Un rapport aux soins différent selon le genre et le niveau social

Olivia Samuel (Université de Versailles Saint-Quentin) a ainsi montré comment les rapports aux soins du nourrisson étaient genrés et influencé par la position sociale, en travaillant sur les données de la cohorte à 2 mois et à un an.

Il en ressort deux types de soins : donner le bain ou nourrir l'enfant, soins « nobles » sont appréciés de tous les parents, quel que soit le groupe social, contrairement aux soins plus techniques (moucher le nourrisson et lui couper les ongles). « Les femmes s'en acquittent par obligation, sans recourir à des stratégies d'évitement, tandis que les hommes délèguent davantage, surtout pour ce qui est de couper les ongles » commente Olivia Samuel, l'expliquant par le moindre goût des pères à s'occuper des très jeunes enfants, et leur sentiment d'être peu compétents.

Son étude met en lumière un gradient social très net.
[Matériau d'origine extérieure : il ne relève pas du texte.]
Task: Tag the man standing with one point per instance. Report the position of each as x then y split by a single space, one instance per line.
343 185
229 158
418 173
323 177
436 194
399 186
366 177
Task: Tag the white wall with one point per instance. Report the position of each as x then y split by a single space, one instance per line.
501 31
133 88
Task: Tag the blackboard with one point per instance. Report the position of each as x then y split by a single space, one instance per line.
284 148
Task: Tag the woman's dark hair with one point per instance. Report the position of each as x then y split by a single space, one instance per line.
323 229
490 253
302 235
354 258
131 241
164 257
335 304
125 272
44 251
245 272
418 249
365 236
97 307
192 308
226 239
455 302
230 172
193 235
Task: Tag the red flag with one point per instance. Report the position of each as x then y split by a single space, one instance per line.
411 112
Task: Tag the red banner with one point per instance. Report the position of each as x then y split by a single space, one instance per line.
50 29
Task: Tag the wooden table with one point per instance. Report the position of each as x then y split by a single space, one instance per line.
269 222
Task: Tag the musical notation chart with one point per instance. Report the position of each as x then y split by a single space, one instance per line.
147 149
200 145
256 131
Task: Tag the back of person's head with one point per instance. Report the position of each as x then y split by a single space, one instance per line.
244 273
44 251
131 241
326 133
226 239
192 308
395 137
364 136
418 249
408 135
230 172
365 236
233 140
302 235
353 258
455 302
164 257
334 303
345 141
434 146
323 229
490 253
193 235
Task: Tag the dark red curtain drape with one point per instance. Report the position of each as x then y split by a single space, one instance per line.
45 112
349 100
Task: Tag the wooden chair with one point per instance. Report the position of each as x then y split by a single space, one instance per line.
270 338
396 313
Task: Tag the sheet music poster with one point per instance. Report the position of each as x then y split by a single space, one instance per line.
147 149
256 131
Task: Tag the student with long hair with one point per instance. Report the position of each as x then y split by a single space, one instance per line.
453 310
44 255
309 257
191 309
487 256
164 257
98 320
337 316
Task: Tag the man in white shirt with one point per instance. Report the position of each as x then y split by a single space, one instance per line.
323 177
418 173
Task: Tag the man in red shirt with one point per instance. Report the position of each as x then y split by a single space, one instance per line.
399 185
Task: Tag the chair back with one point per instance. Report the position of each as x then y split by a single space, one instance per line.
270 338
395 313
Les femmes diplômées sont plus distantes dans les soins, « ce qui peut être le reflet d'une moindre adhésion aux modèles naturalisant, promouvant l'instinct maternel ». De même pour les pères, qui ont intériorisé un rôle parental actif mais contraint. Exception faite du bain, qu'ils donnent par plaisir : « les pères diplômés y voient un moment relationnel ; on peut y lire aussi l'injonction des mères, dans un modèle où l'égalité est érigée en norme », explique la chercheuse. À l'inverse, les femmes des catégories populaires montrent un fort investissement dans les soins au nourrisson, avec un enthousiasme non feint. « Elles ont parfois déjà eu à s'occuper d'enfants jeunes », note Olivia Samuel.

Autre exemple de traitement des données ELFE, Bertrand Geay (Université de Picardie) a mis en valeur, dans les stratégies d'éducation, l'influence du sexe de l'enfant, de la position sociale de la famille, et de la culture d'origine. Il se dessine ainsi une culture populaire où « faire grandir un enfant » consiste à le faire marcher, manger proprement, utiliser sa « bonne main », dire maman et papa, et jouer seul, tandis que la culture des élites privilégie les jeux d'éveil, l'autonomie, et la communication précoce (avec développement des compétences préverbales, plus que du vocabulaire utile). « Ces résultats permettent de prendre en compte la normativité propre à chaque milieu social et d'agir sur les inégalités », souligne Bertrand Geay.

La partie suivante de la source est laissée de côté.